What’s an auntie to do when she lives 3,000 miles away from her nieces or nephews, when an annual visit on one coast or another might be the most time the motley crew can get together?
I posed this very question to my two nephews and niece this week, in a rare opportunity where I came out to help the family move. They are now in their early teens, where friends rule and family is an afterthought—calling on grownups for basic needs like lunch money, clean clothes, and rides. Parents are now relegated to “awkward.” As an auntie, how do I insert myself into this emerging dynamic? I want to savvy, not awkward!
Besides being the person to emote calm and a helping hand in the midst of the familial chaos while moving, it’s been great fun helping the kids arrange and decorate their rooms and texting photos to their east coast cousins for commentary. I’ve been asking them about the best ways for me as Auntie to communicate—that doesn’t feel like an intrusion in their social space. I think they are a pretty open crew (maybe it’s an LA thing). But here’s what they said:
What are the best ways to stay in touch with nieces and nephews?
While they all agreed that Facebook is more family-oriented, it seems to be on the outs these days—mostly because everyone in your friend group can see everything posted by everyone else and it’s like “so what?” It no longer feels personal, I’m told. Ironically, the boys like Twitter and Instagram even though these are totally public apps and don’t have chat.

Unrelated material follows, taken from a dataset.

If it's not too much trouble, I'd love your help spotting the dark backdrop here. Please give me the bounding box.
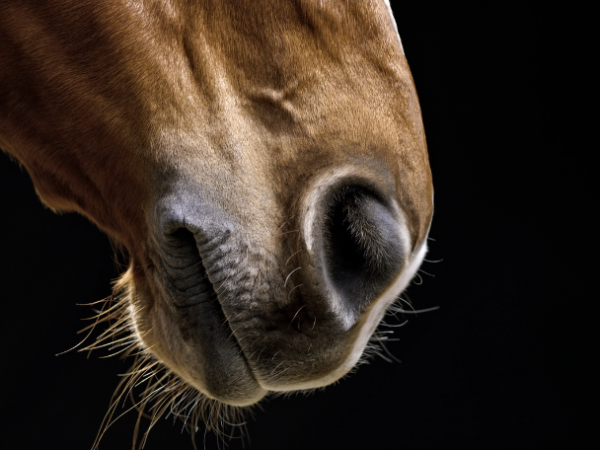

My 14-year-old nephew assured me he has a “private group” on Instagram—with over 1,000 followers. My younger nephew, who is only 12, piped in that he has 500 followers (and he didn’t know about a private group setting) as if this is a badge of popularity.

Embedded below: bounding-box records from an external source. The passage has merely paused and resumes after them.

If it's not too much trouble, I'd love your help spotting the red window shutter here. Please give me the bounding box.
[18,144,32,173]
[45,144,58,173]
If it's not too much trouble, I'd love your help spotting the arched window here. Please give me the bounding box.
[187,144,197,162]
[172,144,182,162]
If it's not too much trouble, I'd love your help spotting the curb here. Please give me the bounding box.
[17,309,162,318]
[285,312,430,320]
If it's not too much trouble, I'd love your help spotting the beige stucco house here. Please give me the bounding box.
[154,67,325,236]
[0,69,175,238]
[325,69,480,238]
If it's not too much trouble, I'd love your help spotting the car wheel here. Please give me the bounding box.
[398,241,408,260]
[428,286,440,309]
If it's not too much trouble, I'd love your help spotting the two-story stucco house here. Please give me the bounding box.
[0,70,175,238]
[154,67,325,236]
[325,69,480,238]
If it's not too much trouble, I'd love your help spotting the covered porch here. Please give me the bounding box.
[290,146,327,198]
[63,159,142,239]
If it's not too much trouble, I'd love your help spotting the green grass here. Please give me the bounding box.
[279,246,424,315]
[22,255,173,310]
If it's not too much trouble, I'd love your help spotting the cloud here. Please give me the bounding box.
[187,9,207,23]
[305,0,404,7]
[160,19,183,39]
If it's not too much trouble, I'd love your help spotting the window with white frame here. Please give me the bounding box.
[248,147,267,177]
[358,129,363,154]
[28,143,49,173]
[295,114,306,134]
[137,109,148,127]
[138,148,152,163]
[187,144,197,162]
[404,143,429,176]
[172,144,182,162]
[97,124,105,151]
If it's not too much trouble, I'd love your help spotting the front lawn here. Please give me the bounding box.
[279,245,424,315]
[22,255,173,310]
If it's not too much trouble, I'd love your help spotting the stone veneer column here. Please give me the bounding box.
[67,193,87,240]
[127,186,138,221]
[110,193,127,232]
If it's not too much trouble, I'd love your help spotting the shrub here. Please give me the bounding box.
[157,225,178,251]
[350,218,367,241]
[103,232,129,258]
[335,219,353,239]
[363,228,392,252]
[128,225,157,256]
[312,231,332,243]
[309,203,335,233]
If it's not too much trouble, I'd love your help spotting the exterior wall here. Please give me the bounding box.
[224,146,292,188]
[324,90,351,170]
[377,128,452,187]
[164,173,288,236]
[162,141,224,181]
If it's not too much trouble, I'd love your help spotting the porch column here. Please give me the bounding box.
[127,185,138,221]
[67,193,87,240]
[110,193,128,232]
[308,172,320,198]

“Seriously? Do you know that many people?” I ask. Apparently, yes. These are mostly kids from the grade 7-12 high school they go to, and lil’ bro gets all of big brother’s friends, too. Their sister does, too. (She also gets bodyguards.)
I consulted with my sister. “We need an auntie strategy,” I told her. We’re not keeping up fast enough. First, we both need auntie Instagram accounts—pronto. I have to follower her kids and she, mine. Second, we need to promise each other to call them directly once a month. Not kid-to-kid calls, which is usually the way it happens, but as aunties to nieces and nephews.

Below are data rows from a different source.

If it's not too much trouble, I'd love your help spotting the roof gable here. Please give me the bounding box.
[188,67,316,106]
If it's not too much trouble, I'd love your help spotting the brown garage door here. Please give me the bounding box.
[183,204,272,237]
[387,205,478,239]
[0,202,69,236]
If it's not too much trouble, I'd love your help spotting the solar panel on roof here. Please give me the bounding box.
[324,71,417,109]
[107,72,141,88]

The next question I posed to the kids was about what to talk about—topics that don’t seem stupid or like you are trying too hard.
What’s cool to talk about with teen nieces and nephews?
“The weather,” says big brother.
“What? The weather?” I ask.
“Yah, you have all this interesting weather going on all the time, with storms and hurricanes. We don’t get that here.”
“Huh, okay. Makes sense. What else?” I ask.
“Planning a trip together. School (maybe grades), sports, friends, pets, family stuff.”
Life, it seems. “Okay, so what are the no-nos?”
“Well, maybe love life, but I’m fine about sharing that. But maybe the other kids would never,” he noted.
And it’s true. My nephews and niece tell all. Once his current girlfriend said “yes” to going out, I got the relationship status update via Facebook and a picture texted to me by my sister. My 15-year-old daughter… She’s so private. I found out from her friend’s mother that she was dating someone. Once again, a good reason that aunties must stay connected to the darlings. It’s less embarrassing to be asked, “So, do you have a boyfriend?” by an auntie than by a mother.
By the end of the week, my sister and I had Instagram accounts. We promised to insert ourselves as confidAunts with monthly phone calls direct to the kids, and we began to plan a cousin reunion in the summer come hell or high water. After all, imagining the best of circumstances, in four to six years they will be dispersed all over the place at college or traveling or jobs. We want to be role models and privileged witnesses as their young adult lives unfold.